Die Außenminister der drei baltischen Länder wandten sich indes mit einem Brief an die EU-Justizkommissarin Viviane Reding. Diese bestätigte die Rechtskonformität des österreichischen Vorgehens. Österreich habe das Recht, den europäischen Haftbefehl nicht umzusetzen, wenn die Tat vor der Implementierung erfolgt sei. Golovatov soll die ihm von Litauen zur Last gelegten Kriegsverbrechen 1991 begannen haben. "Rechtlich gesehen ist diese Frage völlig eindeutig", sagte Reding. "Aber wir dürfen die politische Dimension nicht vergessen", mahnte die Kommissarin (mehr dazu hier).
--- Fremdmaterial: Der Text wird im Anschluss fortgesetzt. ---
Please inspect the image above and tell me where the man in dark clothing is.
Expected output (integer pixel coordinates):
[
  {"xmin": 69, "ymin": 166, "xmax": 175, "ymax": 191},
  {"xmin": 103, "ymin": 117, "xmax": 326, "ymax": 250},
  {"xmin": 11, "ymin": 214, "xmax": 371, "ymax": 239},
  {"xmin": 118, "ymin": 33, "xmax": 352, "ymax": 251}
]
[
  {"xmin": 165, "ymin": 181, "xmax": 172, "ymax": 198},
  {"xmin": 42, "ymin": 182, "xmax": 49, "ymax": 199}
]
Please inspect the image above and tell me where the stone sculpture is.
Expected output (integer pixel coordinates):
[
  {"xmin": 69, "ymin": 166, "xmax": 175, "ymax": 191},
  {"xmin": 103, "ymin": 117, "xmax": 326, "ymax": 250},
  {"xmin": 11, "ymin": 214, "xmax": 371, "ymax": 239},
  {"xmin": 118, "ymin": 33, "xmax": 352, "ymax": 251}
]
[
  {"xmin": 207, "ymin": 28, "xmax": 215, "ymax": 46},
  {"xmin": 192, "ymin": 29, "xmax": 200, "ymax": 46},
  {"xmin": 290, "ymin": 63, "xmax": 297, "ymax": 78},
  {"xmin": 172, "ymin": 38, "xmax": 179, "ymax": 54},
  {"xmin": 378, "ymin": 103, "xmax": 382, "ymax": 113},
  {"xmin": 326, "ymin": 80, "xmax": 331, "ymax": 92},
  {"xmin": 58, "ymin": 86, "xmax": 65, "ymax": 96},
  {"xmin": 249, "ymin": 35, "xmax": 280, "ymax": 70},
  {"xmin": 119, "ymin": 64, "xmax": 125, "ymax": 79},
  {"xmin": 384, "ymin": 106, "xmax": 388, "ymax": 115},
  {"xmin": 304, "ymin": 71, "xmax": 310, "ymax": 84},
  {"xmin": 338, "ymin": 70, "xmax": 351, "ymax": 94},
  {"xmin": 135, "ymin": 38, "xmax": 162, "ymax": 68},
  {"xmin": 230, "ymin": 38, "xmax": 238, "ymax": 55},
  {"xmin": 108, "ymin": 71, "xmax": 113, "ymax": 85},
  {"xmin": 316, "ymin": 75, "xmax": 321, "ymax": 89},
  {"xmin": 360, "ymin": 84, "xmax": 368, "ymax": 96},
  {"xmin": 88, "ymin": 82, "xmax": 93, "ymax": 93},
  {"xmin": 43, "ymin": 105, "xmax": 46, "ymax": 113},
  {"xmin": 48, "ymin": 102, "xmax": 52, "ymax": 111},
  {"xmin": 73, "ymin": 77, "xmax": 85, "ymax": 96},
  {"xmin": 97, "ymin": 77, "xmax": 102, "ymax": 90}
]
Angesichts der Ausweitung des Streits beschloss Österreichs Justizministerin Beatrix Karl (ÖVP) gemeinsam mit ihrem litauischen Amtskollegen Remigiusjus Simasius eine bilaterale Arbeitsgruppe zu dem Thema. Das bilaterale Treffen sei "lang und ausführlich" gewesen, verlautete aus österreichischen Verhandlungskreisen. "Es gab ein gutes Einvernehmen", hieß es weiter. Simasius wollte die Diskussion der Causa Golovatov während des Plenums des EU-Justizministerrates im polnischen Sopot am Nachmittag an.

Lettische Protestnote

Der lettische Präsident Andris Berzins verkündete indes während eines Besuches in Litauen die Überreichung einer Protestnote. Der APA vorliegenden Informationen zufolge hatte der genannte Termin von Botschafterin Hermine Popeller bei Außenminister Girts Valdis Kristovskis zu diesem Zeitpunkt allerdings noch nicht stattgefunden. Sein Land verstehe die Situation "ganz genau". Er unterstütze auch persönlich "voll und ganz" die Position und die Haltung Litauens, sagte das neue Staatsoberhaupt laut der Nachrichtenagentur BNS. Seine Gastgeberin, Litauens Staatspräsidentin Dalia Grybauskaite, dankte ihrem Amtskollegen ausdrücklich für das dadurch erwiesene Verständnis und die Solidarität mit ihrem Land.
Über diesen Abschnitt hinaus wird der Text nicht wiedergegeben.